Glasgow & West Scotland

David Craig admits Neil Lennon abuse on Facebook page

David Craig
Image caption David Craig claimed the abusive messages were only "banter"

A man who admitted posting a picture of Neil Lennon covered in bullet wounds on a social networking site will find out next month if he is to be jailed.

David Craig also posted abuse about the Celtic manager and Rangers slogans on his Facebook page after the so-called Old Firm "shame game" in March 2011.

At Glasgow Sheriff Court he admitted behaving in a threatening or abusive manner likely to cause fear and alarm.

The 24-year-old was released on bail and sentence was deferred until March.

The court was told that on 2 March 2011, there was a game between Celtic and Rangers at Celtic Park.

'Sectarian hostility'

Prosecutor Mark Allan told the court that the match took place in "even by the standards of this game, a particularly volatile atmosphere" and said that in the aftermath there developed an "escalating climate of violence, community disorder and sectarian hostility".

It was heard that following intelligence, police investigated the Facebook site created by Craig, on 14 March 2011.

Access to the page was freely available to the public with no security restrictions which allowed full access and viewing of material contained on the account.

The court was shown a photograph Craig had copied onto his Facebook page, of Mr Lennon wearing a Celtic top and with several bullet wounds on his torso and one on the centre of his head.

On the front of his body were the words "Dead man walking" and underneath was a caption reading: "Neil Lennon dead man!!!!!! UVF1".

Mr Allan said: "The image prompted responses from others which can be seen on the same production below it."

They read "Aw that's going to happen" and "Aw how I would love to be the one to pull the trigger".

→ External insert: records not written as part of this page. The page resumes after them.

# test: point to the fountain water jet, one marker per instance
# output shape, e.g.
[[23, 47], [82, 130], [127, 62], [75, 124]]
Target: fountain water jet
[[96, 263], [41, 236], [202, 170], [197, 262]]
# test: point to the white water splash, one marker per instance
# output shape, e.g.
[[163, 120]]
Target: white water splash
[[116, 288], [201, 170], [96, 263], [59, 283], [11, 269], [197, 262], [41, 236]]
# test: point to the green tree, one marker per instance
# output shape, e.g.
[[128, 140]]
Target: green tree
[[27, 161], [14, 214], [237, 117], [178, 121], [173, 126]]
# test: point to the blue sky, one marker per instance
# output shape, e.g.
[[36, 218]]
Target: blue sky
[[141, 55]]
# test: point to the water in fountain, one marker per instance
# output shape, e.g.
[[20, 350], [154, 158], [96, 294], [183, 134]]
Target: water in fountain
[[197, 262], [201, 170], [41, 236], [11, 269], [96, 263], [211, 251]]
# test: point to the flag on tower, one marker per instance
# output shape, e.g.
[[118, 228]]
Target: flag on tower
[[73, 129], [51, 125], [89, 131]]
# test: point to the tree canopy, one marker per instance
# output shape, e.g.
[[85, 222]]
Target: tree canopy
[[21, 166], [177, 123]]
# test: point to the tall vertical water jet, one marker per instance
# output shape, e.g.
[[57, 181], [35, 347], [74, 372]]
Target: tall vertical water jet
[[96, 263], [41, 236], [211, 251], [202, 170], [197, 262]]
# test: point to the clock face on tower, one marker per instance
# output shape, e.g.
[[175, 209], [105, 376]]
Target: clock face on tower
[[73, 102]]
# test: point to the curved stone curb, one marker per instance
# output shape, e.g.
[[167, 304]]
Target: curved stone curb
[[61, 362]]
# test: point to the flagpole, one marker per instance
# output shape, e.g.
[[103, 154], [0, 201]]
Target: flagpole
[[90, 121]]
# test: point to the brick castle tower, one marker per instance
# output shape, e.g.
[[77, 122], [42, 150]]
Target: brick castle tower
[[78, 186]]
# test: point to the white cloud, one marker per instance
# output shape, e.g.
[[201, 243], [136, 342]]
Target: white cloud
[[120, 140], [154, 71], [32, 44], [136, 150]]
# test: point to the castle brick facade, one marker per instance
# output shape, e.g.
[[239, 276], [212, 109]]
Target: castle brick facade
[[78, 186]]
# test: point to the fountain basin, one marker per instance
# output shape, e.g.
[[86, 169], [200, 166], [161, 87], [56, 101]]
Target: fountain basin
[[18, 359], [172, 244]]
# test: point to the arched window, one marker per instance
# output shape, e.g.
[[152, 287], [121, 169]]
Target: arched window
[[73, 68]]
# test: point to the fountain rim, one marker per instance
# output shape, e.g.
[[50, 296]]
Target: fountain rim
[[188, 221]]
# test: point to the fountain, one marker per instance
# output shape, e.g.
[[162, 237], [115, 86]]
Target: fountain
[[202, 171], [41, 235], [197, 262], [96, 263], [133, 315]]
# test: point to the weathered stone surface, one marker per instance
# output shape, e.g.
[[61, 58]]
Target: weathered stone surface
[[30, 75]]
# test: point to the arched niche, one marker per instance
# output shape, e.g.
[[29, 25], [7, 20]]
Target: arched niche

The picture was posted the day after the football match.

The court was told that through a numbers of postings by the accused and others, a series of exchanges containing sectarian abuse infused with Northern Irish political phrases and Rangers slogans.

Craig, from Paisley, also left messages calling for Mr Lennon to be "hanged" and referred to him as a "wee fenian poof".

Banning order

Craig was later detained and, after an interview, cautioned and charged.

He told police he wanted to apologise and that he had friends and family who were Celtic fans and was having "banter".

Mr Allan invited the sheriff to impose a football banning order when Craig is sentenced.

Sheriff Martin Jones QC deferred sentencing until next month and released Craig on bail.

Speaking after the hearing, Barry Dickson, football liaison prosecutor for the west of Scotland, said: "The vast majority of football supporters in Scotland are dedicated and enthusiastic and find behaviour such as this abhorrent and totally unacceptable.

"We are absolutely committed to the investigation and prosecution of those either being involved in, or promoting, sectarianism, religious offences and related disorder and violence.

"Such activity committed by persons who claim to be fans of the game blights the good name of Scottish football and will not be tolerated."